Obesity and diabetes can lead to heart failure with preserved ejection fraction (HFpEF), potentially because they both cause expansion and inflammation of epicardial adipose tissue and thus lead to microvascular dysfunction and fibrosis of the underlying left ventricle. The same process also causes an atrial myopathy, which is clinically evident as atrial fibrillation (AF); thus, AF may be the first manifestation of HFpEF. Many patients with apparently isolated AF have latent HFpEF or subsequently develop HFpEF. Most patients with obesity or diabetes who have AF and exercise intolerance have increased left atrial pressures at rest or during exercise, even in the absence of diagnosed HFpEF. Among patients with AF, those who also have latent HFpEF have increased risk for systemic thromboembolism and death. The identification of HFpEF in patients with obesity or diabetes alters the risk-to-benefit relationship of commonly prescribed treatments. Bariatric surgery and statins can ameliorate AF and reduce the risk for HFpEF. Conversely, antihyperglycaemic drugs that promote adipogenesis or cause sodium retention (insulin and thiazolidinediones) may increase the risk for heart failure in patients with an underlying ventricular myopathy. Patients with obesity and diabetes who undergo catheter ablation for AF are at increased risk for AF recurrence and for post-ablation increases in pulmonary venous pressures and worsening heart failure, especially if HFpEF coexists. Therefore, AF may be the earliest indicator of HFpEF in patients with obesity or type 2 diabetes, and recognition of HFpEF alters the management of these patients.

中文翻译:

肥胖症或2型糖尿病和房颤的大多数患者是否也患有未确诊的心力衰竭?用于理解机制并改善诊断和治疗的关键概念框架。
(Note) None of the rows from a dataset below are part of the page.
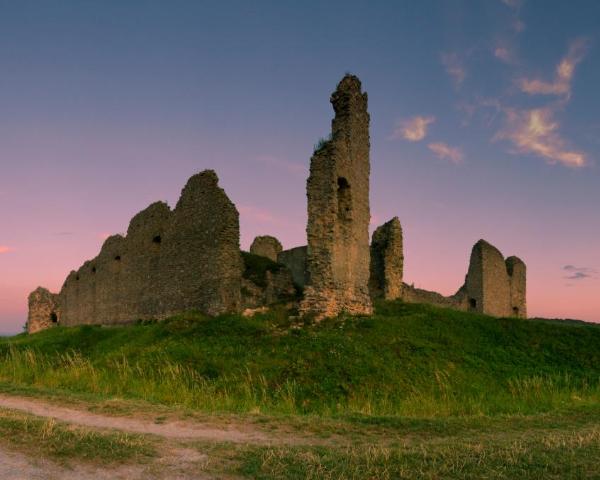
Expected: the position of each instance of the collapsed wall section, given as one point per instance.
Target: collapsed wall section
(338, 211)
(517, 272)
(169, 262)
(266, 246)
(387, 261)
(295, 260)
(44, 310)
(494, 286)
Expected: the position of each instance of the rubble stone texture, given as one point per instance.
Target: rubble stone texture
(266, 246)
(169, 262)
(338, 211)
(517, 272)
(492, 286)
(387, 261)
(43, 310)
(295, 260)
(488, 284)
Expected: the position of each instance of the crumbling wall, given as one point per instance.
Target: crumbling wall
(295, 260)
(517, 272)
(338, 211)
(488, 283)
(410, 294)
(169, 261)
(202, 266)
(387, 261)
(44, 310)
(266, 246)
(492, 286)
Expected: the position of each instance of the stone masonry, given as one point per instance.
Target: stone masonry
(517, 272)
(266, 246)
(295, 261)
(189, 258)
(387, 261)
(487, 283)
(492, 286)
(338, 211)
(43, 310)
(169, 262)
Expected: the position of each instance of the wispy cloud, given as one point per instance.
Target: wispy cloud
(413, 129)
(518, 25)
(446, 152)
(503, 54)
(454, 67)
(536, 132)
(563, 76)
(579, 273)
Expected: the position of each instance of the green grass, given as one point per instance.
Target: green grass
(559, 455)
(405, 361)
(46, 437)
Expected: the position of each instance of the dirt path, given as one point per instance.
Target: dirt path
(174, 430)
(177, 464)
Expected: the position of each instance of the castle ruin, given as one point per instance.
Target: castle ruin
(338, 211)
(189, 258)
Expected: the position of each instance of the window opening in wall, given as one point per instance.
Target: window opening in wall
(344, 199)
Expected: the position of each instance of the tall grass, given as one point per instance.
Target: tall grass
(163, 381)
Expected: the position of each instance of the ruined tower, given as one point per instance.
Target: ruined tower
(517, 273)
(266, 246)
(387, 261)
(338, 210)
(170, 261)
(495, 286)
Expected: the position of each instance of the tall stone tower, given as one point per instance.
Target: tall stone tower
(338, 211)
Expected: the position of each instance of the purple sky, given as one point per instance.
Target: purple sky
(485, 124)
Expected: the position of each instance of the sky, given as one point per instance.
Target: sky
(485, 123)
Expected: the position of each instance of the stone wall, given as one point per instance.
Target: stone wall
(387, 261)
(44, 310)
(338, 211)
(295, 260)
(517, 272)
(169, 262)
(266, 246)
(487, 283)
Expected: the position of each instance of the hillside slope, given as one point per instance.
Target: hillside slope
(408, 360)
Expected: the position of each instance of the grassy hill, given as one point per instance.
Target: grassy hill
(406, 360)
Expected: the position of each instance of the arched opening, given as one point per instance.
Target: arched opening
(344, 200)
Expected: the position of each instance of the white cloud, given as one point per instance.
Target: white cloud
(446, 152)
(454, 67)
(413, 129)
(504, 54)
(563, 76)
(536, 132)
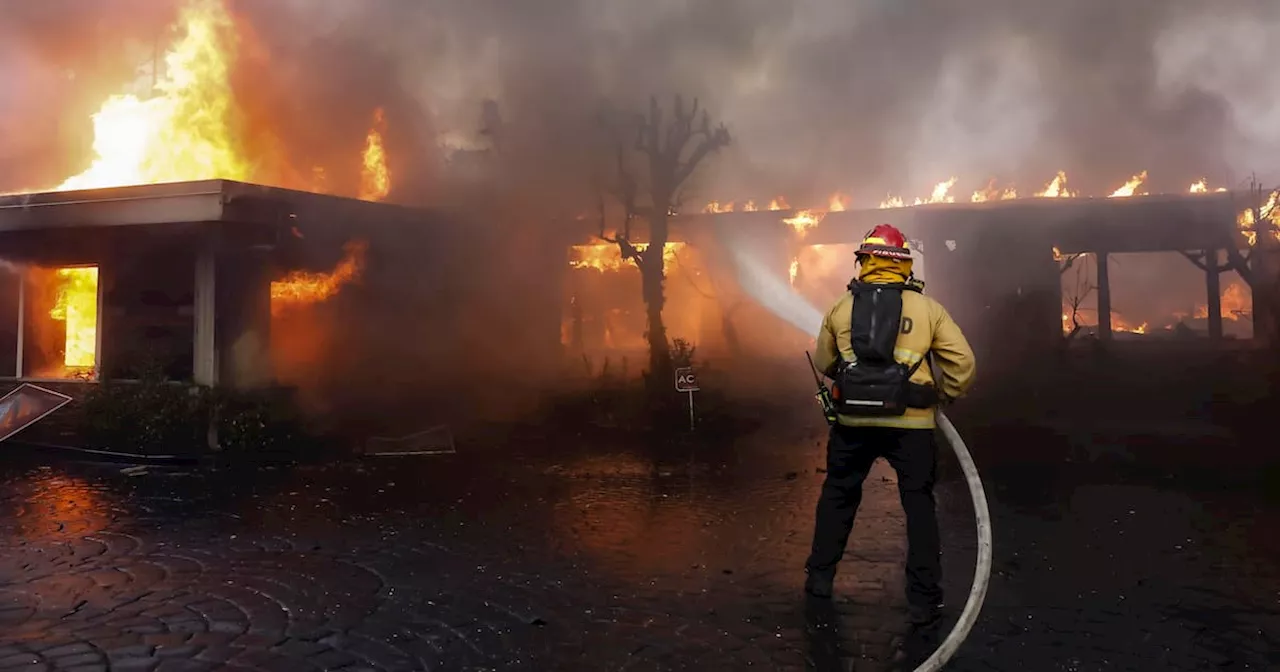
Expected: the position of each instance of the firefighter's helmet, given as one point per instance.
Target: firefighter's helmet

肥胖和糖尿病可导致射血分数(HFpEF)升高而导致心力衰竭,这可能是因为它们都引起心外膜脂肪组织的扩张和炎症,从而导致微血管功能障碍和下层左心室纤维化。相同的过程也会引起心房肌病,在临床上以房颤(AF)的形式表现出来。因此,AF可能是HFpEF的首发表现。许多明显孤立的房颤患者都有潜在的HFpEF或随后患上HFpEF。大多数患有AF和运动不耐症的肥胖症或糖尿病患者,即使在没有确诊的HFpEF的情况下,在静息或运动过程中左心房压力也会升高。在患有AF的患者中,也有潜在HFpEF的患者发生全身血栓栓塞和死亡的风险增加。肥胖或糖尿病患者中HFpEF的鉴定改变了通常处方治疗的风险与获益之间的关系。减肥手术和他汀类药物可以改善房颤并降低发生HFpEF的风险。相反,促进脂肪生成或引起钠retention留的降血糖药(胰岛素和噻唑烷二酮)可能会增加潜在的心室肌病患者发生心力衰竭的风险。肥胖和糖尿病患者接受导管消融治疗房颤的风险增加,消融后肺静脉压升高,心力衰竭加重,特别是如果同时存在HFpEF时。因此,AF可能是肥胖或2型糖尿病患者中HFpEF的最早指标,对HFpEF的识别会改变这些患者的治疗方法。